OMG... that gives me the willies. I HATE snakes. As a kid, my Dad had a little fox terrier that was a snake dog. They lived in Bisbee Arizona and when they would go out for picnics, etc. the dog was taken out first and cleared the area of any snakes (rattlers out in the desert) !!! Evidently, that was a common practice at the time ( 1920's) in that area. YUCK!! I'm so glad Mira is ok, that bite looks really nasty and it's amazing to see the inflamed edges so quickly. Poor baby... hope she got some extra TLC!


----------



## Ardeagold (Feb 26, 2007)

Just an update. Mira is fine.....she was good within about 20-30 minutes after getting her first dose of Rimadyl. She was on the Rimadyl for 3 days and heavy duty antibiotics (Amoxicillin, 1,000 mgs 3x a day) for a week.

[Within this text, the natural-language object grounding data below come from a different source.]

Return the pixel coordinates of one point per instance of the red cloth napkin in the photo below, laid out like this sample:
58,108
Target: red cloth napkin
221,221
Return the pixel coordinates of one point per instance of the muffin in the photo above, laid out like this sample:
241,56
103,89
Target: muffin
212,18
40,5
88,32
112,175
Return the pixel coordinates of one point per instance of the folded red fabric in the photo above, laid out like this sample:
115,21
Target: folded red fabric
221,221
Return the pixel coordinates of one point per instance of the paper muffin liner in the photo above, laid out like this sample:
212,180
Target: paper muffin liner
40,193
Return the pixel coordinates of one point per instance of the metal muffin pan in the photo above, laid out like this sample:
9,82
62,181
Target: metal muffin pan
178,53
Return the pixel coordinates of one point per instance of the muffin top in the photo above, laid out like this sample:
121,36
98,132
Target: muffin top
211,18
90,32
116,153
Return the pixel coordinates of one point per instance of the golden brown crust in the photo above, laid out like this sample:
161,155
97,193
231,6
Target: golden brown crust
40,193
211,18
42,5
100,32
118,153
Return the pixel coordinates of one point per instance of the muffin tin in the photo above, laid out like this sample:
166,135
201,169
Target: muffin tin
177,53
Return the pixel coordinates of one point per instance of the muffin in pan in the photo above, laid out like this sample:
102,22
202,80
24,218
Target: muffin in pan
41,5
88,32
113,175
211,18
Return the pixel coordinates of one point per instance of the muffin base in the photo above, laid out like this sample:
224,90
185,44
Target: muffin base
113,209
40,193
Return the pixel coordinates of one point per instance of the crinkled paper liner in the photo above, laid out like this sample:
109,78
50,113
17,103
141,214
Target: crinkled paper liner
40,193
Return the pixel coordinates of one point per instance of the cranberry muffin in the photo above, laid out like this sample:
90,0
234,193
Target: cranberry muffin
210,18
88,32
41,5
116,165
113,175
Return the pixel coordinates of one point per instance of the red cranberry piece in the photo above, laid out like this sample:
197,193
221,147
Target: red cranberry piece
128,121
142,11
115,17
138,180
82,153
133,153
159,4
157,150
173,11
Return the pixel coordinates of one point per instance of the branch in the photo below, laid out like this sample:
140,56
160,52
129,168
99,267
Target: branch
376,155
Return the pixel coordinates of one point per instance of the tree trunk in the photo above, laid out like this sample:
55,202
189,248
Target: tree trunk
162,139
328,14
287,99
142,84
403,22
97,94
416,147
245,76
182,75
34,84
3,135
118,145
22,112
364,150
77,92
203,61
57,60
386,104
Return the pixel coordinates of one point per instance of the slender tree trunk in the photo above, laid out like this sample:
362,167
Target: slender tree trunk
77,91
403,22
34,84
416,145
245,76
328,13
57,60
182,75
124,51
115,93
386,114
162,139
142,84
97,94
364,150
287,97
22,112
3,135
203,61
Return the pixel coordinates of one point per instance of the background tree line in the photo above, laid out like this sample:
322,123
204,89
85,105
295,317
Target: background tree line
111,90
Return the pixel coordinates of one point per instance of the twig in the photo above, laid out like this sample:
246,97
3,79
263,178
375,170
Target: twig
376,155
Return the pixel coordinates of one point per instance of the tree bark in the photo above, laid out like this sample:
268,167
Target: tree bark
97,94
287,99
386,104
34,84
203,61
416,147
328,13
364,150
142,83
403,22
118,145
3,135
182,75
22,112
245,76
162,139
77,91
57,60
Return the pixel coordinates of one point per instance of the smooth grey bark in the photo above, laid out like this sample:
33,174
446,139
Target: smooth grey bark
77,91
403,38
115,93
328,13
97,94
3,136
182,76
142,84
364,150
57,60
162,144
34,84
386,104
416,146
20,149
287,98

The swelling was gone by the end of the following day (thanks to the Rimadyl), and she was feeling just fine.

She's 101 lbs however.........small dogs/cats/children could be in much greater danger.


----------



## TheHooch (May 9, 2007)

Glad to hear that she is doing so well


----------



## GoldenJoyx'stwo (Feb 25, 2007)

Glad she's fine AG. I remember when she and I weighed the same thing! 

Although we have copperheads in CT, I've never met one up close and personal. I don't know what I would do if I saw one in my yard.


----------



## Ardeagold (Feb 26, 2007)

> Glad she's fine AG. I remember when she and I weighed the same thing!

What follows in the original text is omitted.